- Court: Court of Appeal of New Zealand
- Full case name: Attorney-General v Barker Bros Ltd
- Decided: 17 June 1976
- Citation: [1976] 2 NZLR 495

Court membership
- Judges sitting: Richmond P, Woodhouse J, Cooke J

Keywords
- contract formation, certainty

= Attorney-General v Barker Bros Ltd =

Attorney-General v Barker Bros Ltd [1976] 2 NZLR 495 is a cited New Zealand case regarding the legal concept of certainty regarding contract formation. It reinforces in NZ case law the English case of G Scammell & Nephew Ltd v Ouston [1941] AC 251.

==Background==
The crown leased an airstrip in Te Hapupu, Chatham Islands from Barker Bros for a term of 5 years, with the lease giving the crown a right of renewal. Clause 2 stated "The terms and conditions of any such renewal renewed lease shall be as agreed upon the parties at the time, but the [renewed] rent shall not be less than the amount payable hereunder". Unfortunately, the lease gave no explicit method to calculate the new rent if the lease was later renewed.

However, clause 18, was an arbitration clause which said "In the case of any difference or dispute arising as to any clause, matter or thing herein contained or implied, or by arising in any way in respect of this deed such difference or dispute shall be decided by ... [arbitration]".

When the crown later tried to renew the lease, Barker Bros tried to substantially increase the rent from $6,750 per year, to $13,000, which the crown found was excessive and refused to pay. Barker Bros, then argued the lease had now ended, whilst the crown argued the dispute should be referred to arbitration, as per clause 18 of the lease agreement.

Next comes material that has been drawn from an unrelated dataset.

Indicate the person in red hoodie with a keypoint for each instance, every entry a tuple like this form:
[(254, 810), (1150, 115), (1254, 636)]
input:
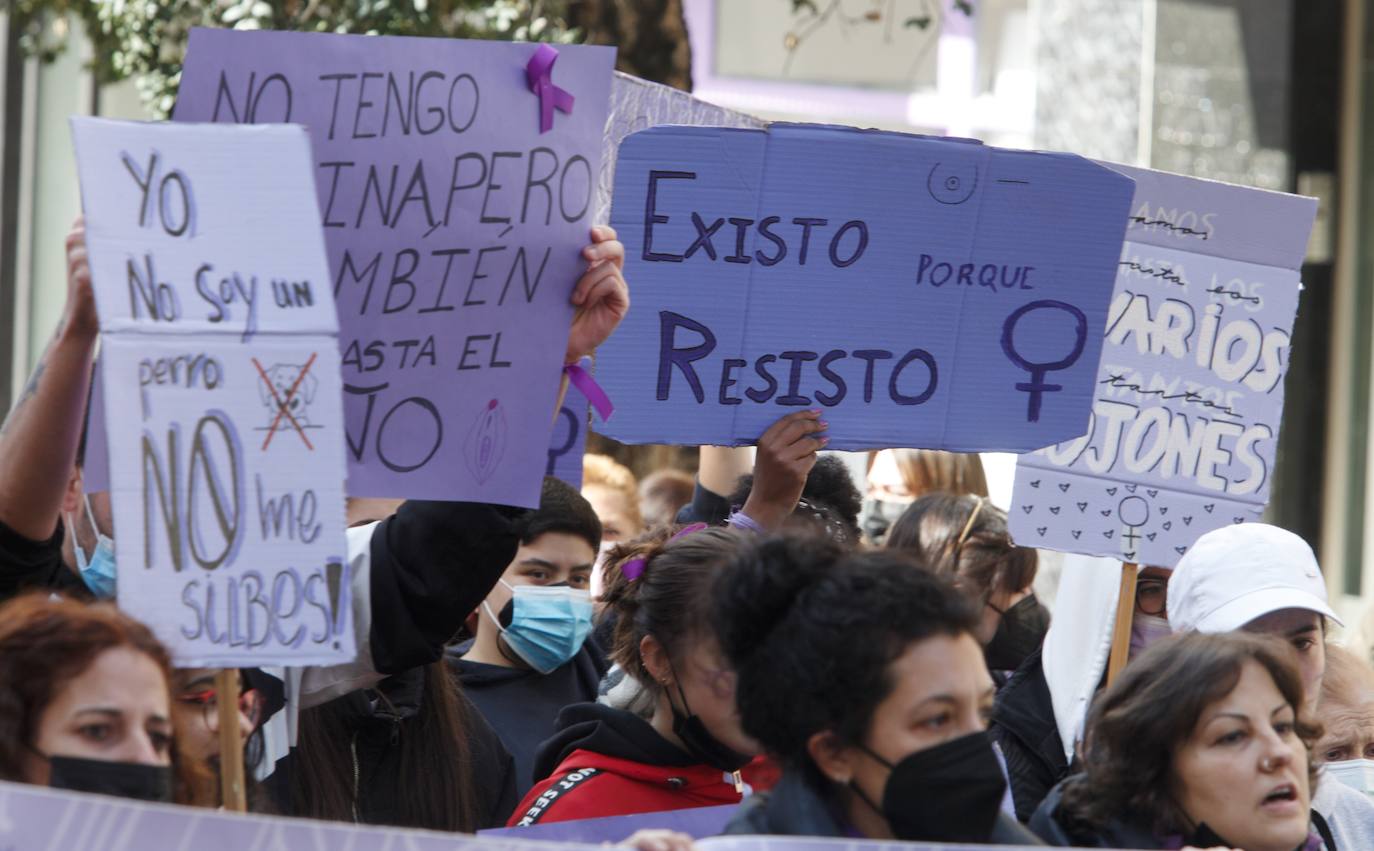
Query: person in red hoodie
[(690, 751)]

As a result, the crown sought a declaration from the court to have the matter referred to arbitration, which Barker Bros defended (successfully) that the lease renewal clause lacked certainty i.e. a mechanism to set the new rent, making it an incomplete contract and thus legally unenforceable.

The crown appealed.

==Held==
The Court of Appeal ruled that the contract could be renewed, as the new rental could be set via arbitration, as per the lease's arbitration clause. Barker's previous declaration was set aside.